Sunday, September 28, 2008

biffinfo

Karen stunned me today when I asked her to tell me the five states that have produced the most NFL players. Her sports knowledge has put a lot of juice in our relationship for a long time. (I took a serious double-take years ago when Barry Bonds was making his debut fir the Pirates on TV at the Waterfront restaurant. She asked, "Could that be Bobby Bonds son?") Answer, from the Boston Globe, below.


So, I hope you all invested in Curlin yesterday. Last year's horse of the year slogged through the mud with with Wanderin' Boy nipping at his heels. All right, he only paid $2.80, but with the banking/market situation being what it is a forty per-cent profit in a couple of minutes isn't too bad. Curlin's connections seem like they're trying to avoid Big Brown at the Breeder's Cup, but kudos to them for racing this horse well into his fourth year. We'll see, but if the showdown takes place...my inclination would be to drop a bob or two on Curlin.


College football was nuts this week, 'Bama's rout of Georgia closed it out perfectly. USC's defeat (Thursday) puts them in a tough spot...they'll probably have to run the table to get back into the championship game. When the rankings come out later today Oklahoma will be number one followed in no particular order by Texas, Alabama and Missouri. There are already going to be be a boat load of one loss teams in the top twenty-five. UCONN's (5-0) Donald Brown, leading the nation in rushing after five games could be as big a surprise as any of the aforementioned.

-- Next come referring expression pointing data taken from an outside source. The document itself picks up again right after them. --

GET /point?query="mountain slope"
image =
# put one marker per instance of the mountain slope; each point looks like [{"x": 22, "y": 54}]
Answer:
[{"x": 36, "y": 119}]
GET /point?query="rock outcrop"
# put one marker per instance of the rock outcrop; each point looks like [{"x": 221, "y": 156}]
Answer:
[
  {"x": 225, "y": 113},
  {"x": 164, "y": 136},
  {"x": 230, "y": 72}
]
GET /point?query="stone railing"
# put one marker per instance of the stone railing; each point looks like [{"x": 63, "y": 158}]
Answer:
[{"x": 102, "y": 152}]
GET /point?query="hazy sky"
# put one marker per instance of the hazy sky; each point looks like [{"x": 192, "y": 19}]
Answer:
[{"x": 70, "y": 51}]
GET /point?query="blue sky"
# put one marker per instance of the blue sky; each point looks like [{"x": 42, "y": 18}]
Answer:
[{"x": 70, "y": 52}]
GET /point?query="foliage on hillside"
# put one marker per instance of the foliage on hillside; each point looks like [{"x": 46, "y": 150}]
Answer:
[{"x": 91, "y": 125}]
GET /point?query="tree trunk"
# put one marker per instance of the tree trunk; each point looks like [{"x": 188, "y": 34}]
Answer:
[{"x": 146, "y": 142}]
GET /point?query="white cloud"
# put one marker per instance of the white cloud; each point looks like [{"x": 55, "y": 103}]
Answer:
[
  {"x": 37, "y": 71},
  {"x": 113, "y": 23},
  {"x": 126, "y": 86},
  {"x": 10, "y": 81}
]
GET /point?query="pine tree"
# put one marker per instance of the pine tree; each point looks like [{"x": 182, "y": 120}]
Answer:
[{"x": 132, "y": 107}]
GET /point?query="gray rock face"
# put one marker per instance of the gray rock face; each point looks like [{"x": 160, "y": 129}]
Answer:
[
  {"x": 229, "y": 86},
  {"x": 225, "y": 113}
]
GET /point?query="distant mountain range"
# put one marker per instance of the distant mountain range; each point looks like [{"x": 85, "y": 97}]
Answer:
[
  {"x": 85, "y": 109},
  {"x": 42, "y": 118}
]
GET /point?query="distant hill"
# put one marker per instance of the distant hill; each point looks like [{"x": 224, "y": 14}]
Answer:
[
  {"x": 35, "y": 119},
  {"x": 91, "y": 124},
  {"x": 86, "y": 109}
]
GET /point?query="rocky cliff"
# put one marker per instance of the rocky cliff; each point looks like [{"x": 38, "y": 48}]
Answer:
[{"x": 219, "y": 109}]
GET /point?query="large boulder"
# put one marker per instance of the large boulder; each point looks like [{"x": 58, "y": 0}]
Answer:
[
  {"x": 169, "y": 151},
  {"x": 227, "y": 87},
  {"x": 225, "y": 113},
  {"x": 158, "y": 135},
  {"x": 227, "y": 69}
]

Have you seen the Deadliest Catch? It's this reality show about crab fisherman in the Bering Sea, on the history channel. Crazy stuff, icy pitching boats trying to harvest the many legged delicacy for markets all over the world. I'm ashamed to admit that I've watched more than a few episodes. The crewmen are typical of the hard working hard partying men attracted to these kinds of jobs. I knew many of their ilk when I lived in Maine and was in the lobster shipping business. These guys have round table discussions hashing over their work while main-lining draught beer, cigarettes and maybe a few other brain-cell altering substances; you know, letting us in on the "life." Just remember, a vote for McCain puts the wife of one of those guys a heartbeat away from running the country. Mr Palin is one of these guys. When the First Dude's boys show up on the weekends in the winter the grounds around 1600 are going to take a beating from their snow machines. I think McCain's staff hired Tina Fey to play this woman in order to offset his charming personality. Has anyone seen Palin and Fey in the same room? No offense, but after the last eight years I'd like to have a president who's at least as smart as we are. By the way, the timing of this bail-out of the "economy" wouldn't have anything to do with the election...nah.


Looks like I'm going to have to dump the Hotspurs scarf I'm sporting at the top of the page. They spent a gazillion bucks and can't win a game. They'll be lucky to still be in the Premiership at the end of the season. Today's match in Milan (Inter v AC) will be close...you can double your money by betting on a draw.


The Red Sox will not beat the Angels. Can the Mets screw it up again? Tampa Bay would be a wonderful World Series winner...if only because they're excuse for a stadium is just a few miles from the cortex of the Yankees brain trust. Hank and Hal Steinbrenner show none of the business acumen that the old man (George) had when he was building his latest string of play-off appearing teams in NY. My favorite ending to the baseball season would be Manny hitting one over the Green Monster off Pap to lock it up for the Dodgers and Joe Torre. Girardi (the other Joe in NYC) started showing why he had such a brief tenure while winning with the Marlins. His relationships with the press, Cashman (Yankee GM) and his players are starting to sour like milk on the beach.


Looking for a good read? Non-fiction, THE MYSTERIOUS MONTAGUE, Leigh Montville. Golf scammer deluxe whose checkered past catches up with him in Hollywood in the 1930's. He was sort of like a true life Jackie Gleason in the HUSTLER. Fiction, A GENTLEMAN'S GUIDE TO GRACEFUL LIVING, Michael Dahlie. A novel of manners about a sad-sack blue blood trying to overcome a lifetime of insecurities. He's so inept at life's small details his gobs of money are useless.


The five football states: (in order) California, Florida, Texas, Ohio and Georgia. Alas, she didn't get them in the correct order.